The Jewel by Amy Ewing
My rating: 3 of 5 stars
This book was a real letdown. It's really 2.5 stars, but I've given it 3 stars because I am feeling generous.
So, Violet has special skills (read: magic) that make her the ideal surrogate for rich women, who for some reason cannot have children of their own.
Firstly, The Jewel was incredibly slow moving (and I mean incredibly). I feel like nothing even happened for the first two thirds of this book. Like, nothing. Sure, we get the cursory description of the world, the social structure and the surrogacy system... but I feel like the information we are given about the world is unfinished, that I ended up with more questions by the time Ewing was done explaining things. Like why can't the royalty have babies? Also, how do they implant their eggs into surrogates if all the royalty are sterilised? And why/how do the Auguries exist? And those are just the unanswered questions I remembered while writing this review.
The romance was pitched as one of the central "points" of this book, and yet we do not meet Ash until ~200 pages into the book. They fall in love ridiculously quickly, which felt forced and unrealistic. I really liked the character Ash, seeing as the idea of the companions was an interesting side to this book. I enjoy novels that approach the idea of sex work in a semi-positive fashion, since it's such a stigmatised topic in real life.

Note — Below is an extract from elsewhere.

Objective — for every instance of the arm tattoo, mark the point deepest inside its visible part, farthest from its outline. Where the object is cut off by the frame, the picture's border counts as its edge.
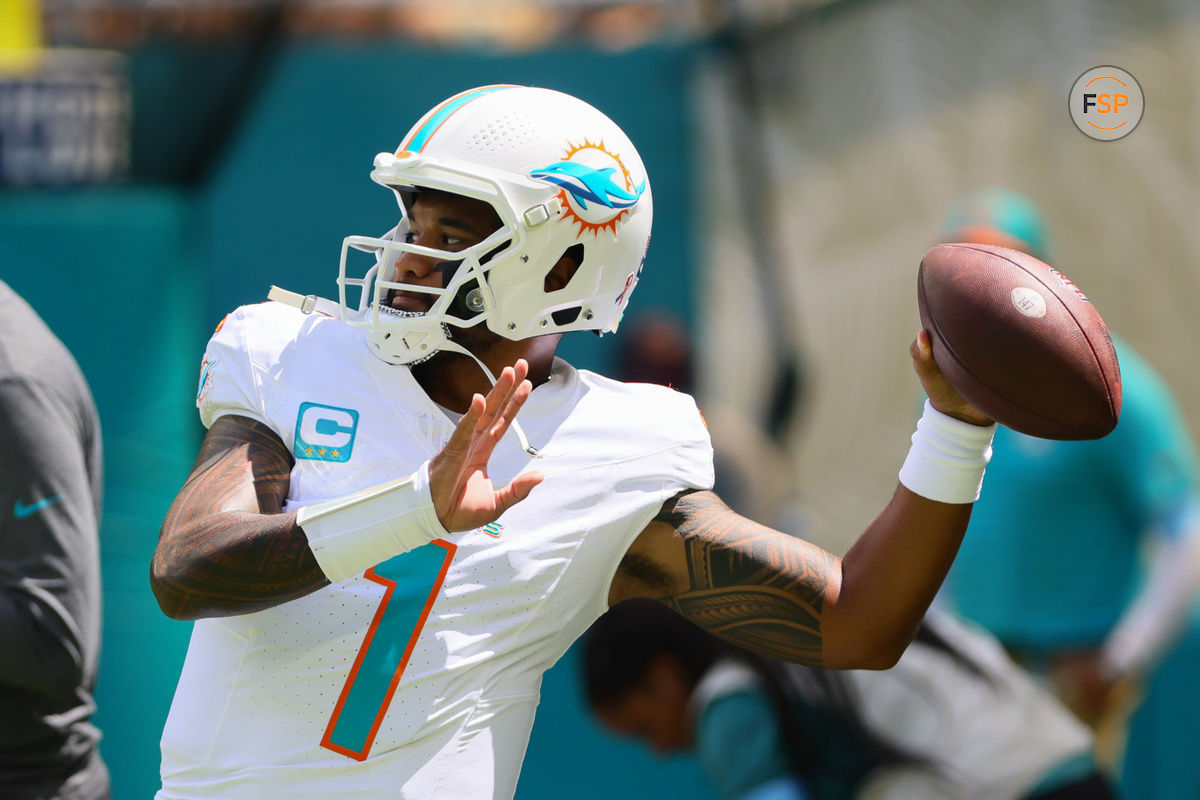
(226, 546)
(748, 583)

So why did I give it 3 stars if I saw all these negatives? One thing that redeemed this novel for me was Ewing's writing style. I enjoyed her prose, and reading The Jewel was relatively easy because of this. I do not think I could have sat through the earlier parts of the novel if the writing was sub-par. Kudos, Ewing! I also liked some of the secondary characters, as they seemed to have a little more personality than Violet - Annabelle, Raven, Lucien and Garnet come to mind. The ending kept me intrigued enough to read the next book as well - I rate a good ending highly, especially in the first novel of a series.
Overall, this book was slow-moving with a romance that felt forced, and a bunch of unanswered questions (and not the good cliffhanger-y kind). Ewing's quality writing style and some of the secondary characters made the novel worth a read.